Moscú
El fin del mundo
A mí ya no me inquieta ningún anuncio premonitorio del fin del mundo. A lo largo de mi vida he conocido unos cuantos augurios similares, y en su momento, cuando era un muchacho, sufrí la angustia correspondiente, aunque he de reconocer que lo que de verdad me atormentaba era recoger las notas en el instituto al final del curso, que era cuando para mí de verdad parecía que se acababa el mundo. Sufría por otra parte la angustia que me producía la amenaza permanente de un holocausto nuclear por culpa de la dichosa «guerra fría» y me parecía que cualquier leve cambio en la atmósfera suponía el indicio inequívoco de que se acercaba la gran conflagración, porque un aldeano me había dicho que el Apocalipsis se anunciaría con tiempo en los tomates.

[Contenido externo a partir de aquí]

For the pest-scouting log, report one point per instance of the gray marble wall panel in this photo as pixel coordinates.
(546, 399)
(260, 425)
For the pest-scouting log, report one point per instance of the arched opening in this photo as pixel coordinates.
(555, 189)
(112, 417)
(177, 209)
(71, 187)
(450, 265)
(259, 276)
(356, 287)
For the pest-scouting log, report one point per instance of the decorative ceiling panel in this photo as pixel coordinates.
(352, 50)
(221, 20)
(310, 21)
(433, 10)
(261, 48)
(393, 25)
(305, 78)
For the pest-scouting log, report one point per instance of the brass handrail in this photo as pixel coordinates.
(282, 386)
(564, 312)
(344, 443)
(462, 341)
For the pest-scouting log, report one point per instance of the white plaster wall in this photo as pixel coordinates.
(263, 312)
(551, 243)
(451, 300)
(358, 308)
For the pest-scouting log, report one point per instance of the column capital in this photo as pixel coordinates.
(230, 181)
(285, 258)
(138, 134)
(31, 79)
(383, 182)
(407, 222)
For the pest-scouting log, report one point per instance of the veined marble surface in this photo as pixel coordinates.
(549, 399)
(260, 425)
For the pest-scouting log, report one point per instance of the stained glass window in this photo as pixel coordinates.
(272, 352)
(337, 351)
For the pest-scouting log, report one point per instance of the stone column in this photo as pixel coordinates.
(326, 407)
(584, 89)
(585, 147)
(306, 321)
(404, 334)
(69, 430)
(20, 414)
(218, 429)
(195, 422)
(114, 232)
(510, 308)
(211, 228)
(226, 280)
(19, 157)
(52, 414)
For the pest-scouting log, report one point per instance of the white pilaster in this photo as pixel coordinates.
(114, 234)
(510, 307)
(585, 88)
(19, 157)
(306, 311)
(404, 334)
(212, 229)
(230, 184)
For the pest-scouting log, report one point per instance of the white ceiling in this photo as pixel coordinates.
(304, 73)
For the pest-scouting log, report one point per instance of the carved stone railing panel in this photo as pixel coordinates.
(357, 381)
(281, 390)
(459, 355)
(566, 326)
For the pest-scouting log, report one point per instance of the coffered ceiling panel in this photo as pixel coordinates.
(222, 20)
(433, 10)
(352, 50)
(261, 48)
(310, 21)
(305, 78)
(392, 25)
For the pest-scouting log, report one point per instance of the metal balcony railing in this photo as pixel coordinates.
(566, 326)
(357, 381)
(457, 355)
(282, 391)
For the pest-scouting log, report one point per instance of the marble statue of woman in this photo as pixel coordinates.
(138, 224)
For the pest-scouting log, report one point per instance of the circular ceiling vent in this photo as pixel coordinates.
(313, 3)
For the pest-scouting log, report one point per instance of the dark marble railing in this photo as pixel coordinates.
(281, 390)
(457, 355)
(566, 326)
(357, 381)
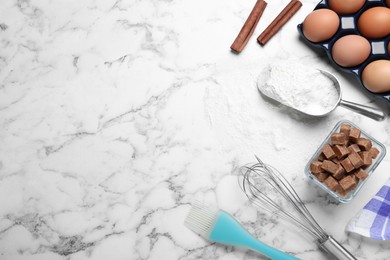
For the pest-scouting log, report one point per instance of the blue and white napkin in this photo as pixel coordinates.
(374, 219)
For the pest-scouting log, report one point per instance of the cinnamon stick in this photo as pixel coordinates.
(279, 21)
(249, 26)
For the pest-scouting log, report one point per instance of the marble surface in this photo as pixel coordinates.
(116, 115)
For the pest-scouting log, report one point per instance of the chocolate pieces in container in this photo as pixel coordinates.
(343, 172)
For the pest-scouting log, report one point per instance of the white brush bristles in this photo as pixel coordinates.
(201, 219)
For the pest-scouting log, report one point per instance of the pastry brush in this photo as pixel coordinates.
(219, 226)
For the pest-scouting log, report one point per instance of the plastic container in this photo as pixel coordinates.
(369, 170)
(348, 26)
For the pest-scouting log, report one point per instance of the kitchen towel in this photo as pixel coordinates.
(373, 220)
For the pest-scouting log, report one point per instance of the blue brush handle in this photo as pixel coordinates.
(229, 232)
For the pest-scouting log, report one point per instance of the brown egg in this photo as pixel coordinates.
(320, 25)
(375, 22)
(346, 6)
(351, 50)
(376, 76)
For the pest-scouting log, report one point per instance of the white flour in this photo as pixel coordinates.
(301, 87)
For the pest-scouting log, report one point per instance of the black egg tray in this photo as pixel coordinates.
(348, 25)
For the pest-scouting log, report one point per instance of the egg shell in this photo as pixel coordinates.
(346, 6)
(375, 22)
(320, 25)
(351, 50)
(376, 76)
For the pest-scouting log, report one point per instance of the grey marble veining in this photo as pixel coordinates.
(116, 115)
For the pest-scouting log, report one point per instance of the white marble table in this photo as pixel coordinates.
(116, 115)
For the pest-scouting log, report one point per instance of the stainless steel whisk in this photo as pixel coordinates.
(268, 189)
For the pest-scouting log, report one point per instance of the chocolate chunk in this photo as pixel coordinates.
(341, 151)
(340, 172)
(364, 144)
(354, 148)
(346, 163)
(338, 138)
(328, 152)
(366, 157)
(348, 182)
(321, 157)
(321, 176)
(361, 174)
(345, 129)
(315, 167)
(331, 183)
(355, 159)
(354, 134)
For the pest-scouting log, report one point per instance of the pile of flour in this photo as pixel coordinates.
(301, 87)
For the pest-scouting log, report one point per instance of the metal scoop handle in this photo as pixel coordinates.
(371, 112)
(336, 250)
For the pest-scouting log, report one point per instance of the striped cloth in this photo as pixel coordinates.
(374, 219)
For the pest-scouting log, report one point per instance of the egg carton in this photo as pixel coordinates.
(348, 25)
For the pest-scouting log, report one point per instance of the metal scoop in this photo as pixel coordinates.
(368, 111)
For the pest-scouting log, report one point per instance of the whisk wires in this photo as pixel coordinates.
(261, 180)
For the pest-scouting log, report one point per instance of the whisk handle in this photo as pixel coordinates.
(335, 249)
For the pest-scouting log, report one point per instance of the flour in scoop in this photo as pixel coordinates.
(301, 87)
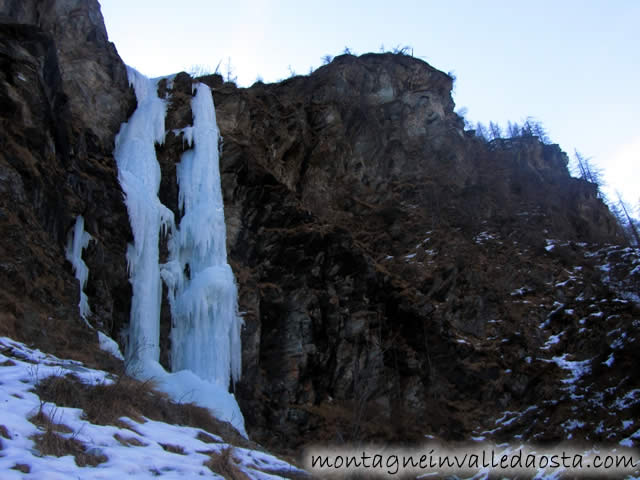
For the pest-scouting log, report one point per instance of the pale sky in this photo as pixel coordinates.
(574, 65)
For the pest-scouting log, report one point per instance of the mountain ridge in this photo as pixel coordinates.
(378, 247)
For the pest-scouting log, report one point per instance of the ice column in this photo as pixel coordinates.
(206, 326)
(77, 241)
(139, 175)
(205, 337)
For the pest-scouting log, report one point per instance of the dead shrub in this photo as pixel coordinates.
(44, 422)
(52, 443)
(206, 438)
(22, 467)
(167, 447)
(105, 404)
(223, 463)
(129, 441)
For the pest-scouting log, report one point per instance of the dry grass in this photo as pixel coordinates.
(44, 422)
(129, 441)
(22, 467)
(52, 443)
(106, 404)
(167, 447)
(206, 438)
(223, 463)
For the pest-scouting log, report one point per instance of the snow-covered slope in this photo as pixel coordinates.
(33, 430)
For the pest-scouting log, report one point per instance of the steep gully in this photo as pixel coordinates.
(388, 263)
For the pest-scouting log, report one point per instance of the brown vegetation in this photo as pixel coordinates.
(173, 448)
(52, 443)
(223, 463)
(128, 441)
(105, 404)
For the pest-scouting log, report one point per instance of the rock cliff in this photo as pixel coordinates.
(391, 266)
(64, 94)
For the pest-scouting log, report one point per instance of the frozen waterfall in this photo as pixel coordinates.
(77, 241)
(205, 333)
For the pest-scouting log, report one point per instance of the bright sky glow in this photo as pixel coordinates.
(572, 64)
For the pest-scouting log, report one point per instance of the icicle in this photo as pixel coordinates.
(139, 175)
(203, 294)
(77, 241)
(206, 360)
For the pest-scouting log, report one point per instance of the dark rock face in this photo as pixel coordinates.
(64, 94)
(375, 242)
(395, 273)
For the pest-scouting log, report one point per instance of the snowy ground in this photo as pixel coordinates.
(149, 449)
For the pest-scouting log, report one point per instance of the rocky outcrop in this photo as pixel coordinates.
(64, 94)
(394, 271)
(358, 215)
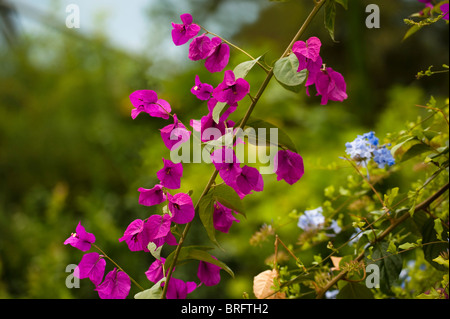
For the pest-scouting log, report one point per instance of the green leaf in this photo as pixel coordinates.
(354, 290)
(398, 145)
(330, 17)
(284, 140)
(407, 246)
(415, 150)
(198, 253)
(228, 197)
(438, 228)
(218, 110)
(285, 71)
(205, 212)
(411, 31)
(343, 3)
(242, 69)
(432, 251)
(390, 265)
(154, 292)
(154, 250)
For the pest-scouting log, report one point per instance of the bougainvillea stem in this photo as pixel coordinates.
(318, 5)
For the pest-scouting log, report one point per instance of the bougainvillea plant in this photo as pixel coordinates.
(300, 66)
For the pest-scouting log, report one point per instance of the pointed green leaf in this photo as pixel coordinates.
(285, 71)
(154, 292)
(218, 110)
(205, 212)
(197, 253)
(154, 250)
(242, 69)
(432, 251)
(330, 17)
(343, 3)
(284, 140)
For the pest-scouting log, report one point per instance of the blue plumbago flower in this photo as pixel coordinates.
(335, 227)
(359, 150)
(365, 147)
(371, 138)
(311, 219)
(382, 156)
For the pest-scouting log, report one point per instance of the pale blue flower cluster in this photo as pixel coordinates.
(365, 147)
(314, 219)
(311, 219)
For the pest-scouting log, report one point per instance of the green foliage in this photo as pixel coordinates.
(70, 152)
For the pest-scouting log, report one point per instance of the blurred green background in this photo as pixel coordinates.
(69, 150)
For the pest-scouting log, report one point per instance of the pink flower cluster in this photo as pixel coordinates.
(178, 206)
(329, 83)
(115, 285)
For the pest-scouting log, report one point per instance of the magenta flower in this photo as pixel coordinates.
(158, 226)
(445, 9)
(182, 33)
(81, 239)
(169, 239)
(153, 196)
(288, 166)
(331, 85)
(181, 208)
(147, 101)
(155, 271)
(91, 266)
(223, 218)
(226, 162)
(309, 49)
(174, 134)
(137, 235)
(231, 90)
(308, 57)
(200, 48)
(208, 273)
(223, 118)
(178, 289)
(202, 90)
(170, 175)
(218, 57)
(116, 285)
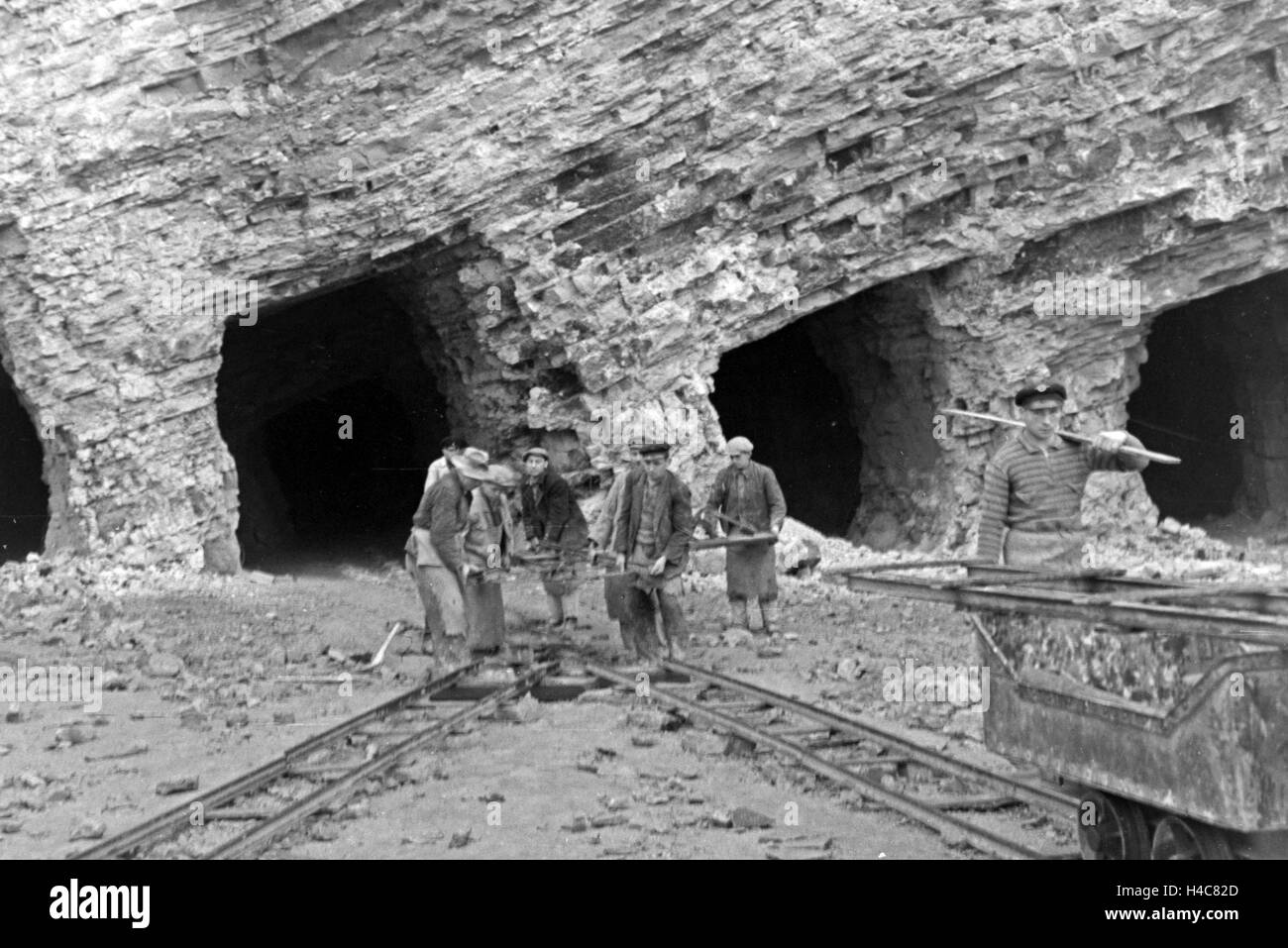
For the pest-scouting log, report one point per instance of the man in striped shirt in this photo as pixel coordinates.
(1034, 483)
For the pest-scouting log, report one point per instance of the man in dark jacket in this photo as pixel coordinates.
(554, 523)
(655, 526)
(436, 554)
(748, 492)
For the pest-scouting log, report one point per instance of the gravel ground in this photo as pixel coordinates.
(196, 674)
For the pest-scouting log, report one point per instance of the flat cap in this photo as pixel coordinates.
(503, 475)
(1046, 389)
(473, 463)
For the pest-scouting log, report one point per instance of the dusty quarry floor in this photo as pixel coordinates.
(194, 673)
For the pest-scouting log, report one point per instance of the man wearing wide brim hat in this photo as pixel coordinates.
(554, 523)
(655, 526)
(1033, 485)
(489, 541)
(747, 493)
(436, 554)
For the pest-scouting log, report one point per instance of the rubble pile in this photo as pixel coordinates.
(63, 595)
(1147, 668)
(1180, 552)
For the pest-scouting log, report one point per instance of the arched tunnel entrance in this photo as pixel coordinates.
(1214, 390)
(333, 417)
(838, 404)
(780, 394)
(24, 494)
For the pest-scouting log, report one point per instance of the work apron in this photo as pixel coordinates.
(750, 572)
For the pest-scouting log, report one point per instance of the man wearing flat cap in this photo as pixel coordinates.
(436, 554)
(554, 523)
(655, 526)
(748, 494)
(1033, 485)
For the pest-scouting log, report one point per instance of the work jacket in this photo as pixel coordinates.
(674, 524)
(758, 501)
(489, 535)
(552, 514)
(439, 523)
(604, 532)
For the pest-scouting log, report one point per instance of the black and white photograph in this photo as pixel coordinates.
(619, 430)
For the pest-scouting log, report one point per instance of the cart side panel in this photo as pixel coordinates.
(1219, 755)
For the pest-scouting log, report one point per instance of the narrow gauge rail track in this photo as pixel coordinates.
(329, 762)
(855, 754)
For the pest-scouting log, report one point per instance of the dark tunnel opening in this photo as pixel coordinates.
(24, 493)
(333, 417)
(1214, 391)
(780, 394)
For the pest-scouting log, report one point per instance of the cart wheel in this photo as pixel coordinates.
(1183, 839)
(1111, 827)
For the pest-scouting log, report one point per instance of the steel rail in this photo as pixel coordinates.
(1025, 791)
(274, 826)
(936, 819)
(179, 817)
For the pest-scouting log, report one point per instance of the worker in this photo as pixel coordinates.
(436, 556)
(604, 530)
(554, 523)
(1033, 485)
(603, 536)
(451, 447)
(488, 545)
(748, 494)
(655, 526)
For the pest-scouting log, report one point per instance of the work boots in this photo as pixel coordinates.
(769, 616)
(557, 617)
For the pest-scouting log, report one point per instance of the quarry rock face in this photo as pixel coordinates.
(583, 206)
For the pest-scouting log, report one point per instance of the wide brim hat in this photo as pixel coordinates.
(503, 475)
(1043, 390)
(472, 467)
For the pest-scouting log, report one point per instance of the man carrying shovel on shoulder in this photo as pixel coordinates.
(1034, 483)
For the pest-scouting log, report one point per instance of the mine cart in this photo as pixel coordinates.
(1163, 704)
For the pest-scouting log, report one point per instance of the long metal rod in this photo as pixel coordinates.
(265, 832)
(1269, 630)
(170, 820)
(1067, 436)
(941, 822)
(1022, 790)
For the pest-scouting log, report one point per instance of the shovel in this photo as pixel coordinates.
(380, 656)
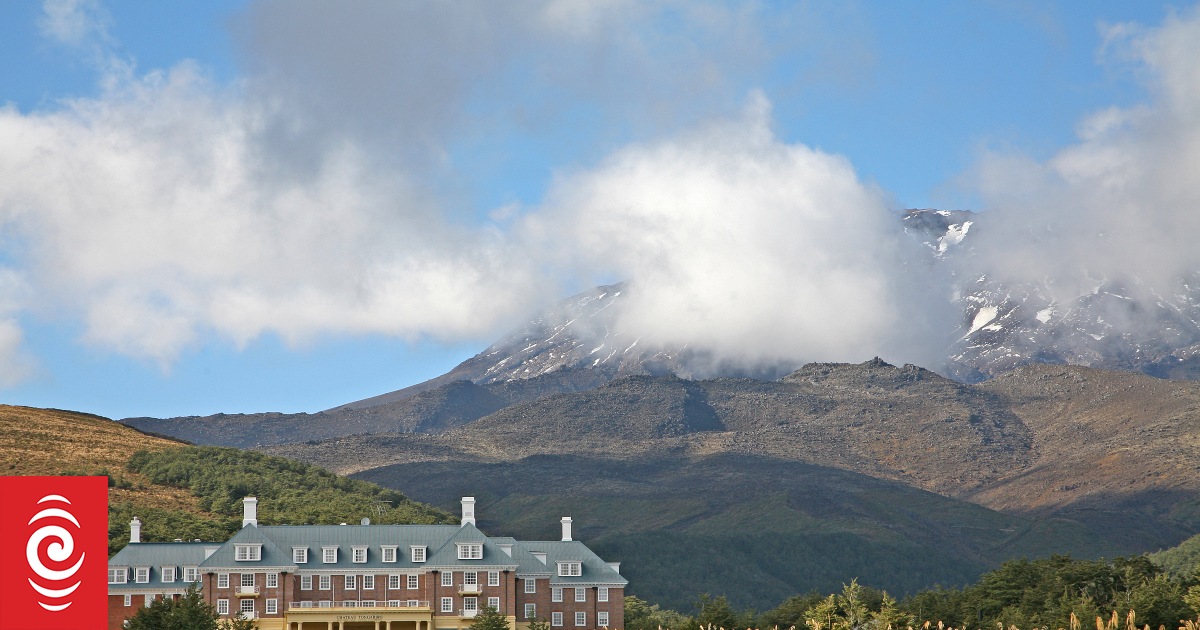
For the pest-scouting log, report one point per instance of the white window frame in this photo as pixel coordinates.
(118, 575)
(471, 551)
(247, 552)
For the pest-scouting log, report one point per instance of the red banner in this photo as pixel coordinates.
(53, 552)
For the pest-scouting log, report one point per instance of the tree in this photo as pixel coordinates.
(489, 619)
(189, 612)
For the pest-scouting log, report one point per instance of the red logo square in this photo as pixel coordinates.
(53, 552)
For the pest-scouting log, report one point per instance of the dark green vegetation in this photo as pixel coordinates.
(288, 492)
(1043, 593)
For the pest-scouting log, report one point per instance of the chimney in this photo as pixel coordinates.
(468, 510)
(250, 511)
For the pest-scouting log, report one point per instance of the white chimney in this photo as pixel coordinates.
(468, 510)
(250, 511)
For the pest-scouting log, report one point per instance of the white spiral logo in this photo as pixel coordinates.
(59, 551)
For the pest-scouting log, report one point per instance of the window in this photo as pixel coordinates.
(247, 552)
(471, 551)
(570, 569)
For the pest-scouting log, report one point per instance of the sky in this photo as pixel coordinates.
(235, 205)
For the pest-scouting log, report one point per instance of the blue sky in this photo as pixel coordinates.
(245, 207)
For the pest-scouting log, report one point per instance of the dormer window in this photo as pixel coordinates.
(247, 552)
(570, 569)
(471, 551)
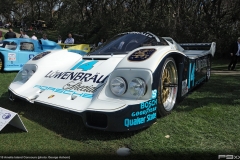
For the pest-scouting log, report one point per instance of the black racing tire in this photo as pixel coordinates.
(167, 87)
(1, 63)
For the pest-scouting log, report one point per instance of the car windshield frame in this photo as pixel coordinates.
(125, 42)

Luego resultaba que Washington y Moscú se relajaban y la única amenaza real era aquella zapatilla con la que mi madre perdía a veces los estribos y me recordaba la conveniencia de que olvidase las ojivas nucleares del Kremlin y mejorase en matemáticas. Yo me defendía alegando la inutilidad de aprender cosas nuevas en un mundo lleno de tensiones. «Aunque se acabe esta tarde el mundo, mañana tú irás a clase», amenazaba mi madre. Pero ni el mundo se acababa, ni moría Franco, que era mi otra expectativa para que se suspendiesen las clases y sobreviniese una revolución en la que me viese obligado a vivir en régimen de cooperativa con una familia que me asignase el Estado. Fueron momentos de miedo colectivo, días de adolescencia e incertidumbre, años de profecías apocalípticas y de tensión internacional en los que recuerdo haber abrigado la esperanza de aprovechar el caos del holocausto para robarle un beso a cualquier mujer que entendiese, como yo, que ni su moralidad ni mi decencia tendrían sentido mientras permaneciese Dios impasible frente al desplome de sus catedrales.